Concluse la frase con un sorriso e Derek si sentì gonfiare d’orgoglio. Lui, Derek McLaggen, il fratello del campione Christopher, l’eterno secondo, finalmente aveva, in qualche modo, un minuscolo ruolo importante tutto suo. Per lui significava molto.
Guardando Lily precederlo su per le scale, un pensiero gli attraversò la mente: forse la giovane Potter non era così dittatrice, dopotutto.
 
 
 
Albus odiava alzarsi presto. Non lo faceva mai, specialmente il lunedì mattina. Anzi, se poteva, aspettava sempre fino all’ultimo minuto prima di mettere i piedi giù dal letto.

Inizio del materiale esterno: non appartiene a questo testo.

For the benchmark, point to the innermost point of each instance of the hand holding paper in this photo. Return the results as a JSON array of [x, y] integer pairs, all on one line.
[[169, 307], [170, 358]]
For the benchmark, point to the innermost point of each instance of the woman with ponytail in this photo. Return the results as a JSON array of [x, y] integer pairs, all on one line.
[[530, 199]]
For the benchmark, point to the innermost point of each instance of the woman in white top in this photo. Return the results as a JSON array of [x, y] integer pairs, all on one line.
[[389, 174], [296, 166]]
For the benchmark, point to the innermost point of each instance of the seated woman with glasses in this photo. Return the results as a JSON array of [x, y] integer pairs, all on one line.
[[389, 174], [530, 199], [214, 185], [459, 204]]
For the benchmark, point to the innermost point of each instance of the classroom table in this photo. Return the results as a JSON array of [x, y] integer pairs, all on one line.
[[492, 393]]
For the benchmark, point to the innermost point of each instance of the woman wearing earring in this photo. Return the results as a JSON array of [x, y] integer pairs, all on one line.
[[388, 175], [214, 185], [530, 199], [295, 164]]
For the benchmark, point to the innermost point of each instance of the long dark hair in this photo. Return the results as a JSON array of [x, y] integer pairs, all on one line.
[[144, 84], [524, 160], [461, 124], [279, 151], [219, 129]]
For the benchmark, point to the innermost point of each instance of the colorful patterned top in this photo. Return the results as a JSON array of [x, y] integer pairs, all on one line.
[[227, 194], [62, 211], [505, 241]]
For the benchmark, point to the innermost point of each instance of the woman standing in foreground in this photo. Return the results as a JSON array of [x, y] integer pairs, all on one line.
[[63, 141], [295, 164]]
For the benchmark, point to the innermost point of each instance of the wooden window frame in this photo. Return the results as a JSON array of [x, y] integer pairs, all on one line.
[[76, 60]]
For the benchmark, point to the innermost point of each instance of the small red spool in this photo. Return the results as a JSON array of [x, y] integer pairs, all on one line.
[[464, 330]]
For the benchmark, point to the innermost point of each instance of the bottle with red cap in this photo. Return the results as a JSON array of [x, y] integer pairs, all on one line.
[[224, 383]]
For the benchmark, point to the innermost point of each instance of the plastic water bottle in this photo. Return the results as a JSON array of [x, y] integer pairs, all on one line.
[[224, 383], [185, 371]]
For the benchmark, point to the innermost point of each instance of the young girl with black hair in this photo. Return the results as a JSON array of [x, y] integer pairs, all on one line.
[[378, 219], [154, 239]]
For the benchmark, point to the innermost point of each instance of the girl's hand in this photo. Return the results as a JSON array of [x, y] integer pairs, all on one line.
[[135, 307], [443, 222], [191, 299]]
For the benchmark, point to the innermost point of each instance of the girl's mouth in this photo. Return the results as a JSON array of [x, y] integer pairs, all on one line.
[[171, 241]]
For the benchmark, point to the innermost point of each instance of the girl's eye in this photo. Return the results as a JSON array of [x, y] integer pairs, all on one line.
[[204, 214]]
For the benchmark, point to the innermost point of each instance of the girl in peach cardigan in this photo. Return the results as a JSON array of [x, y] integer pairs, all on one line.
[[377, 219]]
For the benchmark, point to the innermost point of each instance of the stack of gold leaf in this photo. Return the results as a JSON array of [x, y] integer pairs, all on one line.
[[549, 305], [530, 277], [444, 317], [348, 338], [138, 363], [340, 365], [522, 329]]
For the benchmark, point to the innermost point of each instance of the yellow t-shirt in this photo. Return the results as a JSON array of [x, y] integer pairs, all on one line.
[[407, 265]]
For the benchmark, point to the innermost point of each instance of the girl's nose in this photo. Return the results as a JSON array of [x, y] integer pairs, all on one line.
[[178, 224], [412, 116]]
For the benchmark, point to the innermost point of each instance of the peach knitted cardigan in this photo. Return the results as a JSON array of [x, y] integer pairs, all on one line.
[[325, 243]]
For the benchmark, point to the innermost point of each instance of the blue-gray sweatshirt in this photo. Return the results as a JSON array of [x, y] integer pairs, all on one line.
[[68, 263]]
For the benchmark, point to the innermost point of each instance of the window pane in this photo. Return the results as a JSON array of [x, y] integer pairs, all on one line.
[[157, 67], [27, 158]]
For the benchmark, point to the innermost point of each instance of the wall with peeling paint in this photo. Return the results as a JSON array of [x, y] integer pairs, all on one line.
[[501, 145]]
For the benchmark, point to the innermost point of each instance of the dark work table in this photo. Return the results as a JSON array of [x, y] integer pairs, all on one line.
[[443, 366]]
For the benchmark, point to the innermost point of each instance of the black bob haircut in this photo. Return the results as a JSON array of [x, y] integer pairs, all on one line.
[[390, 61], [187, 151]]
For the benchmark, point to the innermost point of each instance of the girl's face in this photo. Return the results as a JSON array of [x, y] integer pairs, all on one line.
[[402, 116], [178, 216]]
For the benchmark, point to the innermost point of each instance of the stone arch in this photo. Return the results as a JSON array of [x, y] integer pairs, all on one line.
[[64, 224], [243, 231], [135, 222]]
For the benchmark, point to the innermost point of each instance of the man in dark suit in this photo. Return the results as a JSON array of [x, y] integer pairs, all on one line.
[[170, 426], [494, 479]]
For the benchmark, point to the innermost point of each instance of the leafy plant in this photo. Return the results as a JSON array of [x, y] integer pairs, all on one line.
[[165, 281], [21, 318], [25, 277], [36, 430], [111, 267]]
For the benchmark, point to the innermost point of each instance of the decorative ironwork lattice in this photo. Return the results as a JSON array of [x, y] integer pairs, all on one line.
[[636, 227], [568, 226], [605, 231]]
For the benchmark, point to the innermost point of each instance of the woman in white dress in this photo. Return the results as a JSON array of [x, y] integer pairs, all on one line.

Ma quel lunedì mattina non era un lunedì come gli altri. Sarebbe arrivata la commissione del Gran Galà del Quidditch, il che significava che avrebbero avuto inizio i provini per prendere parte al torneo. Il solo pensiero di poter entrare in squadra lo metteva furiosamente su di giri, gli faceva venire voglia di afferrare la sua scopa e correre al campo per mostrare ai giurati che sì, lui aveva le potenzialità per partecipare al Galà.
E perché non farlo? Ho due ore buche!
Spinto dall’euforia, prese la sua scopa dal baule e s’infilò la divisa da Quidditch sotto il braccio, ben deciso a scendere subito allo stadio, certo che lì avrebbe trovato la giuria.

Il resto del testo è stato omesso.